Feb 04 04:20:16 nomad-store1 nomad[3356]: 2016/02/04 04:20:16 [INFO] driver.docker: a container with the name store-app-va-51c01501-1e1d-d85d-9e16-494e5f14433e already exists; will attempt to purge and re-create
Feb 04 04:20:27 nomad-store1 nomad[3356]: 2016/02/04 04:20:27 [INFO] driver.docker: purged container store-app-va-51c01501-1e1d-d85d-9e16-494e5f14433e
Feb 04 04:20:27 nomad-store1 docker[3303]: time="2016-02-04T04:20:27.403240577Z" level=info msg="POST /containers/create?name=store-app-va-51c01501-1e1d-d85d-9e16-494e5f14433e"
Feb 04 04:20:28 nomad-store1 nomad[3356]: 2016/02/04 04:20:28 [ERR] client: failed to start task 'store-app-va' for alloc '51c01501-1e1d-d85d-9e16-494e5f14433e': Failed to start container 0c9911612ce71af682727670bd29d682b97dcb35e3d4b09bd6d1567634f2be2a: API error (500): Cannot start container 0c9911612ce71af682727670bd29d682b97dcb35e3d4b09bd6d1567634f2be2a: Bind for
192.168.0.71:80 failed: port is already allocated
Feb 04 04:20:28 nomad-store1 nomad[3356]: 2016/02/04 04:20:28 [DEBUG] client: terminating runner for alloc '51c01501-1e1d-d85d-9e16-494e5f14433e'
The end result is that the original container has been purged, and two new containers created.

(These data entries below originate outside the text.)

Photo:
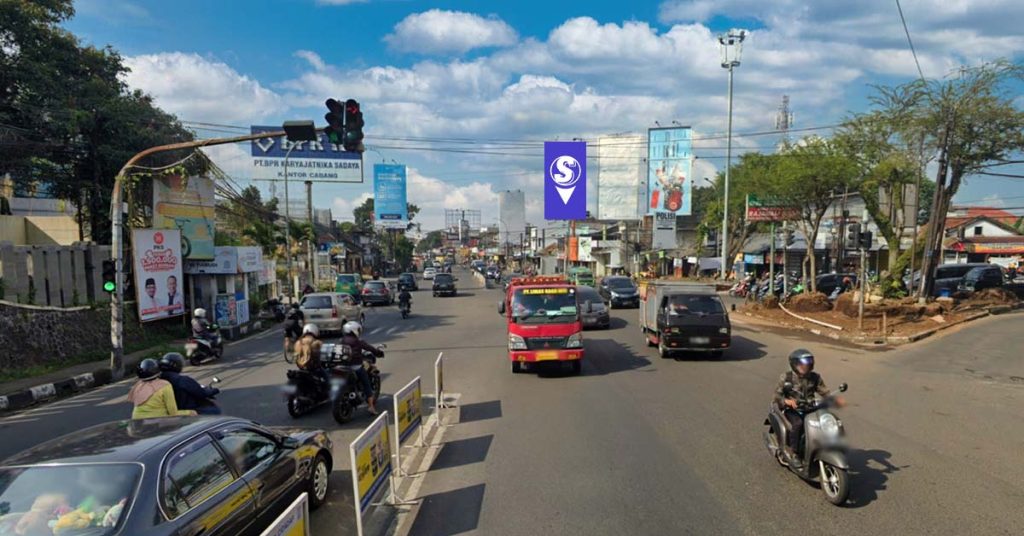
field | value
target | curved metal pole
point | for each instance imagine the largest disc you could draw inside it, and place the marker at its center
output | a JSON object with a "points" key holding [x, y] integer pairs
{"points": [[117, 239]]}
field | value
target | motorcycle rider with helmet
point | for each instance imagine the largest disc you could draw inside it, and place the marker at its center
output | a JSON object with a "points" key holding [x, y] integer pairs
{"points": [[352, 332], [806, 385], [187, 393]]}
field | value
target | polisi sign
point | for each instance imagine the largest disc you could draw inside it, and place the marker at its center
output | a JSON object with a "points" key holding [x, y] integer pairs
{"points": [[565, 180]]}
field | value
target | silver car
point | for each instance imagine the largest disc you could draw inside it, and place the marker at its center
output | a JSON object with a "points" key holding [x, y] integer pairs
{"points": [[330, 311]]}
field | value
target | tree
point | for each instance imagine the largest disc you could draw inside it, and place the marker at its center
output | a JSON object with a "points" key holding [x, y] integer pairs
{"points": [[807, 176]]}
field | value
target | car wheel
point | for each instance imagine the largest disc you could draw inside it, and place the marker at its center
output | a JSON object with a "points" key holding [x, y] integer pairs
{"points": [[320, 476]]}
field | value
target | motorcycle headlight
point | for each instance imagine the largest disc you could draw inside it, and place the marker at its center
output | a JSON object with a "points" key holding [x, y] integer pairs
{"points": [[516, 342]]}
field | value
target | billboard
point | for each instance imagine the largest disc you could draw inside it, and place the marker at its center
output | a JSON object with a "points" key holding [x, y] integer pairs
{"points": [[670, 161], [321, 161], [158, 273], [186, 204], [564, 179], [620, 174], [389, 196]]}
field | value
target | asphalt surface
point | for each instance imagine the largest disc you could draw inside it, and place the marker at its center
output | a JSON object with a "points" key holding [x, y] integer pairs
{"points": [[641, 445]]}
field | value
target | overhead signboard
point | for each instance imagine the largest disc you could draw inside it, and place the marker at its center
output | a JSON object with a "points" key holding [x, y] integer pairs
{"points": [[670, 161], [186, 204], [320, 161], [390, 208]]}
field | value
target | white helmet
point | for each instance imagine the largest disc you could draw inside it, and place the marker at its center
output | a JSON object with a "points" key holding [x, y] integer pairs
{"points": [[352, 328]]}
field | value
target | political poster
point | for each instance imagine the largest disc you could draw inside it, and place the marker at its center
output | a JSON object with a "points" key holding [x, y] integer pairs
{"points": [[670, 160], [158, 273], [390, 209], [186, 204]]}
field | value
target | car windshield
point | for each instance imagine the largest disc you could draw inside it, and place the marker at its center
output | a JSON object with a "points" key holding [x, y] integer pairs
{"points": [[316, 302], [79, 500], [539, 305], [694, 304]]}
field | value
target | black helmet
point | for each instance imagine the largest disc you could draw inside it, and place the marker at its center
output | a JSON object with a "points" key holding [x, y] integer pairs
{"points": [[147, 369], [801, 357], [172, 362]]}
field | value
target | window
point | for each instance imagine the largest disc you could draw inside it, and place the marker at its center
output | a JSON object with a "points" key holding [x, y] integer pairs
{"points": [[194, 472], [247, 448]]}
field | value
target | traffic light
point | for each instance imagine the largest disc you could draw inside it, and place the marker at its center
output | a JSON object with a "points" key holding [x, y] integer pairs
{"points": [[110, 277], [335, 122], [353, 126]]}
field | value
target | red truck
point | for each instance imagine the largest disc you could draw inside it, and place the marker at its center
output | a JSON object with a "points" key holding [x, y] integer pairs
{"points": [[543, 317]]}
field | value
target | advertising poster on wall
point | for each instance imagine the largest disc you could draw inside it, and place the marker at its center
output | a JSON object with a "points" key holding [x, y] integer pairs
{"points": [[186, 204], [670, 160], [158, 273]]}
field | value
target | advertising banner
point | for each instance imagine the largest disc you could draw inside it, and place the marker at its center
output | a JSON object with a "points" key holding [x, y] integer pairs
{"points": [[371, 455], [665, 231], [293, 522], [620, 176], [389, 196], [186, 204], [158, 273], [321, 161], [225, 260], [565, 180], [670, 160]]}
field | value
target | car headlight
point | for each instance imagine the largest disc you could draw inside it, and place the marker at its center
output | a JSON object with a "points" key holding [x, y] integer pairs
{"points": [[516, 342], [829, 424]]}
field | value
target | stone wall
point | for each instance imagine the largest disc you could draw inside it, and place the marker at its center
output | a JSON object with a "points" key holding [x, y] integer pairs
{"points": [[33, 336]]}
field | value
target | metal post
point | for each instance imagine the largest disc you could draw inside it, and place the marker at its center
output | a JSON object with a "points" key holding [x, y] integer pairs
{"points": [[725, 204]]}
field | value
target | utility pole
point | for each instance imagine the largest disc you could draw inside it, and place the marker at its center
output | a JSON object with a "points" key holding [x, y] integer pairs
{"points": [[731, 48]]}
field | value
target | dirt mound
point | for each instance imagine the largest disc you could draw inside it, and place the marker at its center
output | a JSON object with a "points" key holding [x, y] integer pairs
{"points": [[809, 302]]}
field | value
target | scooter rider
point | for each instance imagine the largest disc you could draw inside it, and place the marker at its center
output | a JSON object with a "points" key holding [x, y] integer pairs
{"points": [[352, 332], [187, 393], [806, 384]]}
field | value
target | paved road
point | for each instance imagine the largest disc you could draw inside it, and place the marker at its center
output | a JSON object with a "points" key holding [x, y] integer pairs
{"points": [[640, 445]]}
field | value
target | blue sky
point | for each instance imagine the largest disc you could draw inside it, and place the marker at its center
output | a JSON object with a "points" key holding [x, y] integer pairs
{"points": [[530, 70]]}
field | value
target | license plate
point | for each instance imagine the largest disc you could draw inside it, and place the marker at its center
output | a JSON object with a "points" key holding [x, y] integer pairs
{"points": [[547, 356]]}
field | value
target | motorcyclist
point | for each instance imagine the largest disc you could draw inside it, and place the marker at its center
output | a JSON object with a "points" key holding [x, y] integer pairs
{"points": [[187, 393], [352, 332], [806, 385]]}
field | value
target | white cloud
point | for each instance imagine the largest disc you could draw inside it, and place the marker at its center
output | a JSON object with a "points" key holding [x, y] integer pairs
{"points": [[439, 31], [200, 88]]}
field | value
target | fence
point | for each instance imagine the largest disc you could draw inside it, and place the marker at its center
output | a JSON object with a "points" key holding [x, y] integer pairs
{"points": [[53, 276]]}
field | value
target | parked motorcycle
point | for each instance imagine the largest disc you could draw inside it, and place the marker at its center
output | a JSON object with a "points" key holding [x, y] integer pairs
{"points": [[198, 351], [822, 448], [305, 390]]}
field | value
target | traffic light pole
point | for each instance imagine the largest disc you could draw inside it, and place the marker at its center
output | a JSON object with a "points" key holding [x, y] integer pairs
{"points": [[117, 239]]}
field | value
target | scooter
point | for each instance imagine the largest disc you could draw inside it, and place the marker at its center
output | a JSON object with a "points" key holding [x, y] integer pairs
{"points": [[822, 449], [199, 349]]}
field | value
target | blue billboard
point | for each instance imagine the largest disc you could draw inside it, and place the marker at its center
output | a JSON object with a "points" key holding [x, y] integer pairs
{"points": [[390, 208], [670, 162], [565, 180]]}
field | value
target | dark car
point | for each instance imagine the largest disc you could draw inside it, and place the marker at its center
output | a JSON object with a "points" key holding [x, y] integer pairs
{"points": [[407, 282], [980, 278], [210, 476], [444, 285], [827, 283], [593, 312], [620, 291], [377, 292]]}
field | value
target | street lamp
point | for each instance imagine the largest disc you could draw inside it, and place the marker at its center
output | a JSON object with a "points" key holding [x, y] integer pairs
{"points": [[296, 132], [731, 46]]}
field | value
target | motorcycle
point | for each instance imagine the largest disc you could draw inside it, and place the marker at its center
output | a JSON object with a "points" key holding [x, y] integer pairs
{"points": [[305, 390], [199, 349], [822, 449]]}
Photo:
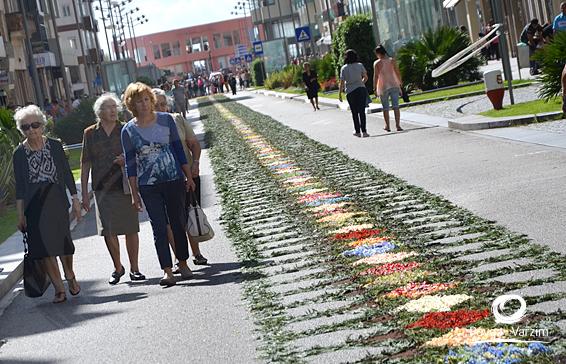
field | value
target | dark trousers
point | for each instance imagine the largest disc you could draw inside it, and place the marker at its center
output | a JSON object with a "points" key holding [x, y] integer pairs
{"points": [[357, 101], [165, 203]]}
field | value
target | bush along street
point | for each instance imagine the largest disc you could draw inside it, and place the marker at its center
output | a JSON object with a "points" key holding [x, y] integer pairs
{"points": [[343, 262]]}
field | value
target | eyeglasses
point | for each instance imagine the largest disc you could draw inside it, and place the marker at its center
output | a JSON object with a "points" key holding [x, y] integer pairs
{"points": [[34, 125]]}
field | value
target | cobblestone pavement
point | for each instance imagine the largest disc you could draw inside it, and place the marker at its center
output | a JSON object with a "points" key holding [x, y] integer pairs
{"points": [[457, 108], [557, 126]]}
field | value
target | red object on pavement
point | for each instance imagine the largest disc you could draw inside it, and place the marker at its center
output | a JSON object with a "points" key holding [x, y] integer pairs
{"points": [[496, 98]]}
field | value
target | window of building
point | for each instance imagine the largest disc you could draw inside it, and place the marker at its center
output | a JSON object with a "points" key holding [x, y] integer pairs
{"points": [[222, 63], [156, 52], [227, 40], [217, 41], [236, 37], [66, 10], [176, 50], [197, 46], [165, 50], [56, 8], [205, 45], [75, 74]]}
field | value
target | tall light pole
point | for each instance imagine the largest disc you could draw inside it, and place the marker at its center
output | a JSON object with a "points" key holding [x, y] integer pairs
{"points": [[31, 60], [87, 73], [503, 48], [100, 7], [374, 22]]}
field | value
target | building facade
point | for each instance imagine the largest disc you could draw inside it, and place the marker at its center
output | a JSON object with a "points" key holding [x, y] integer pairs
{"points": [[199, 49]]}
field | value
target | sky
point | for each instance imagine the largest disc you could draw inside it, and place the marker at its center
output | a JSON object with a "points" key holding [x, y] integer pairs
{"points": [[173, 14]]}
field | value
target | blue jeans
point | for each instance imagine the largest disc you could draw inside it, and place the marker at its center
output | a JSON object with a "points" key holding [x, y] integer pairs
{"points": [[392, 93], [165, 203]]}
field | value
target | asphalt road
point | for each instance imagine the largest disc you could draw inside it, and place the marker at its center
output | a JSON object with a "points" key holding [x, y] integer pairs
{"points": [[201, 320], [519, 185]]}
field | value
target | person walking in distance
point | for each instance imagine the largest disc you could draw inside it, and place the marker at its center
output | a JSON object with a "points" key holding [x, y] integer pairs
{"points": [[387, 85], [157, 168], [310, 79], [179, 98], [102, 156], [42, 176], [353, 76]]}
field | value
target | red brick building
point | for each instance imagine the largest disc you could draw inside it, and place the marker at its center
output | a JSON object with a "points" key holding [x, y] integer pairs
{"points": [[201, 48]]}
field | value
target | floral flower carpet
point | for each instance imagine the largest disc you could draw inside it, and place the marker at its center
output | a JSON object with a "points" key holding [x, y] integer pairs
{"points": [[344, 263]]}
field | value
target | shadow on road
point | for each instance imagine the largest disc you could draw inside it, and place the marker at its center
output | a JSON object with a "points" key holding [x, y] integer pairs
{"points": [[27, 316]]}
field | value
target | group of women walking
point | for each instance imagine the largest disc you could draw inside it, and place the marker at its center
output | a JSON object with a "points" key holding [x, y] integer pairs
{"points": [[153, 158]]}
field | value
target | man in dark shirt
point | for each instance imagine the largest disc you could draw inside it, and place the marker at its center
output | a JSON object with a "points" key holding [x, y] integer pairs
{"points": [[115, 215]]}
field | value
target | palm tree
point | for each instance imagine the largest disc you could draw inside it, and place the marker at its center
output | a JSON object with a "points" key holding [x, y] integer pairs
{"points": [[418, 58], [551, 58]]}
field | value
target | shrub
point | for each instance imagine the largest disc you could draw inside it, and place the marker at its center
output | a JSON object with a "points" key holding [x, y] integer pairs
{"points": [[148, 81], [355, 33], [552, 59], [257, 72], [70, 127], [418, 58]]}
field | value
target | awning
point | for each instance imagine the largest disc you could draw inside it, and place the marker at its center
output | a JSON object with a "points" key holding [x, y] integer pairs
{"points": [[450, 3]]}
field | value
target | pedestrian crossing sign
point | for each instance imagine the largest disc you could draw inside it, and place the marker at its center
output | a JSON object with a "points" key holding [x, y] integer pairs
{"points": [[303, 34]]}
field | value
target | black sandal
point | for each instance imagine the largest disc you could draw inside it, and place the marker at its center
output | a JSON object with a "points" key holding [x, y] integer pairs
{"points": [[73, 282], [60, 297]]}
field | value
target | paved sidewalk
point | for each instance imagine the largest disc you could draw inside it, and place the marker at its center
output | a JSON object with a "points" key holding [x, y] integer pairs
{"points": [[201, 320], [515, 183]]}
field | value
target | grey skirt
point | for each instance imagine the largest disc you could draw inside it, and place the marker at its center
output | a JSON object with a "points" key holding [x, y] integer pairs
{"points": [[115, 214]]}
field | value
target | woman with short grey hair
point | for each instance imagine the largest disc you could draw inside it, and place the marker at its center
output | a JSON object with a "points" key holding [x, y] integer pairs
{"points": [[103, 160], [43, 175]]}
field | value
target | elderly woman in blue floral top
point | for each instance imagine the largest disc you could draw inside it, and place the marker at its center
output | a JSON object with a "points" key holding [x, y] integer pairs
{"points": [[157, 168]]}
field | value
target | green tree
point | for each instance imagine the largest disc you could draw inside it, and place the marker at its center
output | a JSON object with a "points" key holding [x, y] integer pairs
{"points": [[10, 137], [552, 59], [418, 58], [355, 33]]}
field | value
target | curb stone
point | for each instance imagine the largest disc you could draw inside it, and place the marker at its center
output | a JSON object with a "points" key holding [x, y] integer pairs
{"points": [[479, 122]]}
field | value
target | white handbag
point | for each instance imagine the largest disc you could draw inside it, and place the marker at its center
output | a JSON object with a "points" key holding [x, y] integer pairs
{"points": [[198, 227]]}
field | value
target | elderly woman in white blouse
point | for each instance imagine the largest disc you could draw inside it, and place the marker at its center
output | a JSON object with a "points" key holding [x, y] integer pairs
{"points": [[43, 175]]}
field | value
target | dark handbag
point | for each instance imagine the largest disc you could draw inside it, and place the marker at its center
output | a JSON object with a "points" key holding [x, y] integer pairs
{"points": [[36, 281], [405, 95], [198, 227]]}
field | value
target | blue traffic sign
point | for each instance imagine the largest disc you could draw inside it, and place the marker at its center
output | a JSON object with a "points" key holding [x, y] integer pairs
{"points": [[303, 34], [258, 48]]}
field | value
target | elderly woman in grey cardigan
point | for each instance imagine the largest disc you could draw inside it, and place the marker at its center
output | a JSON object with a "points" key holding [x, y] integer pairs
{"points": [[42, 176]]}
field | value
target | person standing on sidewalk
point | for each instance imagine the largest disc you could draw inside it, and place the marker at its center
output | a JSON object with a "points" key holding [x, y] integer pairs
{"points": [[115, 215], [192, 150], [157, 168], [353, 76], [310, 79], [387, 85], [42, 176], [179, 95]]}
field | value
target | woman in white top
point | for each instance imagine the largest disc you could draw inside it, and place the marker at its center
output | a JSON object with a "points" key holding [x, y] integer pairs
{"points": [[387, 85], [353, 76]]}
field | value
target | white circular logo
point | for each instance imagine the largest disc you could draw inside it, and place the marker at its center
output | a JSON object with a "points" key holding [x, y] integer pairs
{"points": [[498, 305]]}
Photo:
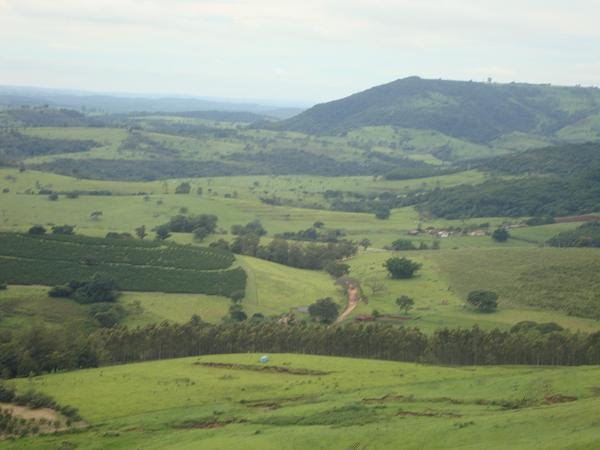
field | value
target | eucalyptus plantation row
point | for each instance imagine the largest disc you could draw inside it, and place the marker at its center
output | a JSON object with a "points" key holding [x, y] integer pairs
{"points": [[380, 341]]}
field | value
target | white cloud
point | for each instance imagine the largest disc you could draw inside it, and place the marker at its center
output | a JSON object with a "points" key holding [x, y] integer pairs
{"points": [[317, 49]]}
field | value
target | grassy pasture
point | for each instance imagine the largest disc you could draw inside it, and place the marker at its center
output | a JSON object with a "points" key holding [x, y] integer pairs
{"points": [[355, 404], [463, 263]]}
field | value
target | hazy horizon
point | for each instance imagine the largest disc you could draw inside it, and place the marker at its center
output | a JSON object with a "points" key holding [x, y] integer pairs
{"points": [[281, 51]]}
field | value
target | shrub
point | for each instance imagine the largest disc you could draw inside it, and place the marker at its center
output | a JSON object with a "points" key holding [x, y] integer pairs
{"points": [[500, 235], [484, 301], [403, 244], [324, 310], [402, 268], [337, 269], [383, 213], [37, 230], [60, 291]]}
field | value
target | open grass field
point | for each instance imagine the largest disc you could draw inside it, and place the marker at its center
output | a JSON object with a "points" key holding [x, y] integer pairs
{"points": [[464, 263], [216, 402], [134, 264], [441, 287]]}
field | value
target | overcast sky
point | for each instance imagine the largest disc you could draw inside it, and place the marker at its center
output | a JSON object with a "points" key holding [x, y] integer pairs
{"points": [[300, 50]]}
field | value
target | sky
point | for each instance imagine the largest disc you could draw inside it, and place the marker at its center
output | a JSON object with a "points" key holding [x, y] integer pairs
{"points": [[300, 51]]}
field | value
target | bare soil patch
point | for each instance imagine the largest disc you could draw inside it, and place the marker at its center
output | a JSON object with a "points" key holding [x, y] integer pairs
{"points": [[271, 369]]}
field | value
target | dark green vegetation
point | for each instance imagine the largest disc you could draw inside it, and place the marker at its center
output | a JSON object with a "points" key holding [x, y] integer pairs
{"points": [[309, 256], [587, 235], [41, 350], [558, 181], [232, 401], [484, 301], [15, 425], [324, 310], [15, 146], [402, 268], [477, 112], [402, 175], [133, 264]]}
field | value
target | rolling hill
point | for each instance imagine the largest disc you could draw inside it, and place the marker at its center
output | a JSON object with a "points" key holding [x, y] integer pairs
{"points": [[477, 112]]}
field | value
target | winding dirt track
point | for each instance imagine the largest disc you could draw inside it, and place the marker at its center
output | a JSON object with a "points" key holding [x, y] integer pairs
{"points": [[353, 299]]}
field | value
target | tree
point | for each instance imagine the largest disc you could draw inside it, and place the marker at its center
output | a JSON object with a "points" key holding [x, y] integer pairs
{"points": [[484, 301], [200, 233], [236, 313], [365, 243], [403, 244], [37, 230], [324, 310], [402, 268], [141, 232], [337, 269], [405, 303], [183, 188], [63, 229], [382, 213], [255, 227], [237, 296], [500, 235], [162, 232]]}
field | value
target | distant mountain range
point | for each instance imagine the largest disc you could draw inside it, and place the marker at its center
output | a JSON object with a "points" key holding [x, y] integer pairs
{"points": [[476, 112], [13, 96]]}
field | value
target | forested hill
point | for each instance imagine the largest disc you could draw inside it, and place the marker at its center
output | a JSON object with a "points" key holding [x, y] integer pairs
{"points": [[478, 112]]}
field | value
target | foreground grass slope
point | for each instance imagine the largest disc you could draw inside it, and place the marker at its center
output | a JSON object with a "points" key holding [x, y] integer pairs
{"points": [[307, 402]]}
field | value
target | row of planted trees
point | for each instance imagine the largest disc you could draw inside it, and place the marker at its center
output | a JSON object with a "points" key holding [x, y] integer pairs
{"points": [[43, 350]]}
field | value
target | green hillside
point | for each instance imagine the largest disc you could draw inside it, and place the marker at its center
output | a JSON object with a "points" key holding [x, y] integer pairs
{"points": [[477, 112], [232, 401]]}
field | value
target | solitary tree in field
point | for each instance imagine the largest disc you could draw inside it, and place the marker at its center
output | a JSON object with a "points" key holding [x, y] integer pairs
{"points": [[325, 310], [383, 213], [405, 303], [163, 232], [365, 243], [96, 215], [500, 235], [337, 269], [141, 232], [484, 301], [183, 188], [402, 268], [37, 229], [236, 313]]}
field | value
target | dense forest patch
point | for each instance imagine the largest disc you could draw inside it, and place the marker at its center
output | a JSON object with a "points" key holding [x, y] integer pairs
{"points": [[147, 267]]}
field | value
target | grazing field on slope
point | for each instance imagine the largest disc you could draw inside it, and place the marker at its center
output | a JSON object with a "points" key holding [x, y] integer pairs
{"points": [[307, 402], [440, 300], [134, 264], [234, 200], [23, 306], [275, 289]]}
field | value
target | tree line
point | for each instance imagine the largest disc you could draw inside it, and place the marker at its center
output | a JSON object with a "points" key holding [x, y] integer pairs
{"points": [[42, 349]]}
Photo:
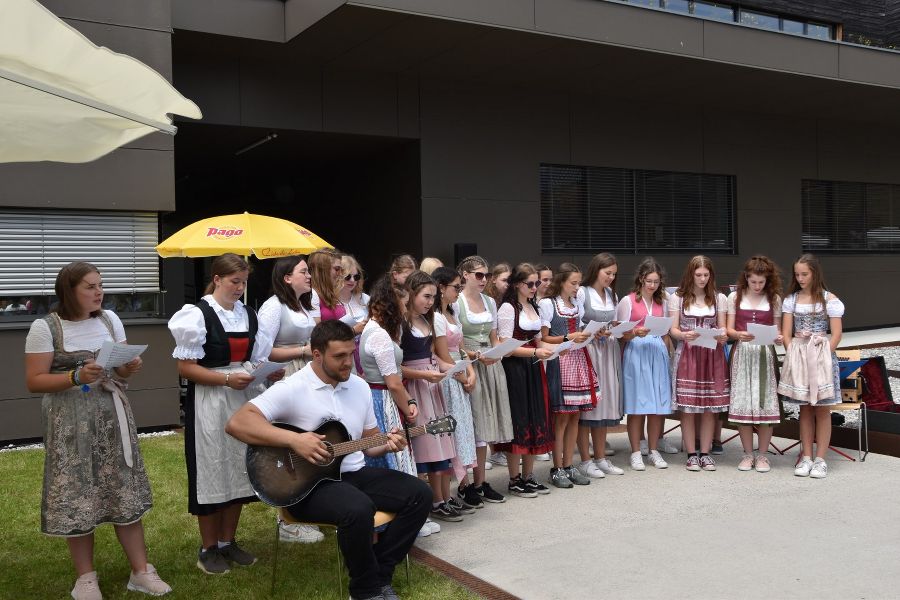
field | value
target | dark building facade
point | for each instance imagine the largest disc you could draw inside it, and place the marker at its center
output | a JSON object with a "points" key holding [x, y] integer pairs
{"points": [[544, 130]]}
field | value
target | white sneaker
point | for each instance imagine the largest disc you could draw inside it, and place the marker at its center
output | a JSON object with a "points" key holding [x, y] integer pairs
{"points": [[819, 469], [298, 532], [637, 461], [608, 468], [589, 469], [804, 467], [667, 447], [656, 460]]}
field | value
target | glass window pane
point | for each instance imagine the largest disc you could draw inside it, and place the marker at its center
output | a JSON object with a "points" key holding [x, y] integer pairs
{"points": [[713, 10], [817, 30], [789, 26], [678, 5], [762, 20]]}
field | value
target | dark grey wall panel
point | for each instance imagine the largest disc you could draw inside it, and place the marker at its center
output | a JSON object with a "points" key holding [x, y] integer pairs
{"points": [[144, 14], [769, 49], [255, 19], [618, 24], [123, 180], [508, 13]]}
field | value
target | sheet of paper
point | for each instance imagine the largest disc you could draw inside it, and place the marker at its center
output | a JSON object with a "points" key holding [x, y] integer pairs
{"points": [[457, 368], [265, 369], [114, 355], [503, 348], [763, 335], [707, 337], [658, 325], [560, 349], [622, 328]]}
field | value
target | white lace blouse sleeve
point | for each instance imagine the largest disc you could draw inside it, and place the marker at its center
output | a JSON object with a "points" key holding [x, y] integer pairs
{"points": [[545, 311], [834, 307], [189, 330], [506, 317], [270, 317], [39, 338], [380, 345], [787, 305], [440, 325], [623, 309]]}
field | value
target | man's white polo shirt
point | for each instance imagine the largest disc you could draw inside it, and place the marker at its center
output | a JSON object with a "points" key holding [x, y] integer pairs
{"points": [[306, 401]]}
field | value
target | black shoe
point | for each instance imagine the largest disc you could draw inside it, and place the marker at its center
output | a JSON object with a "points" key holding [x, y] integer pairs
{"points": [[489, 494], [518, 488], [468, 496], [532, 485]]}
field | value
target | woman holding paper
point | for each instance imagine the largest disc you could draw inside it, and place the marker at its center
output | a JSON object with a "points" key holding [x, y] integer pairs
{"points": [[525, 376], [571, 380], [809, 376], [597, 299], [701, 385], [214, 340], [490, 397], [93, 469], [754, 382], [455, 388], [646, 377]]}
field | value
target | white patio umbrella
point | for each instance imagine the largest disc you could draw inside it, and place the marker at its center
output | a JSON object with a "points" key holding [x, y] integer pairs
{"points": [[64, 99]]}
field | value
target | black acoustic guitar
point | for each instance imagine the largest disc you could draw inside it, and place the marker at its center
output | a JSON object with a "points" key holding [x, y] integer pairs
{"points": [[282, 478]]}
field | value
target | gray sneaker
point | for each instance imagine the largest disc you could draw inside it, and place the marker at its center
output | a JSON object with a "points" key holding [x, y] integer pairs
{"points": [[576, 477], [237, 555], [560, 478], [211, 561]]}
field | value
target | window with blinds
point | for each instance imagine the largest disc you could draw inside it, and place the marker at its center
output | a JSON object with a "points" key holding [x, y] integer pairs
{"points": [[848, 216], [35, 245], [590, 209]]}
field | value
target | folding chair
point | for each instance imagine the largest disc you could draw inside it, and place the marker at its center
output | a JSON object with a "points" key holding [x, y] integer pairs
{"points": [[284, 516]]}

The container id in the first logged error looks wrong; it has the real container id at the beginning, followed by a sequence of extra characters. What is the expected behaviour in this case? Should the client agent find the old container and start it again, or will it always create a new container when a client restarts? If the latter is true, then why did it create two new containers?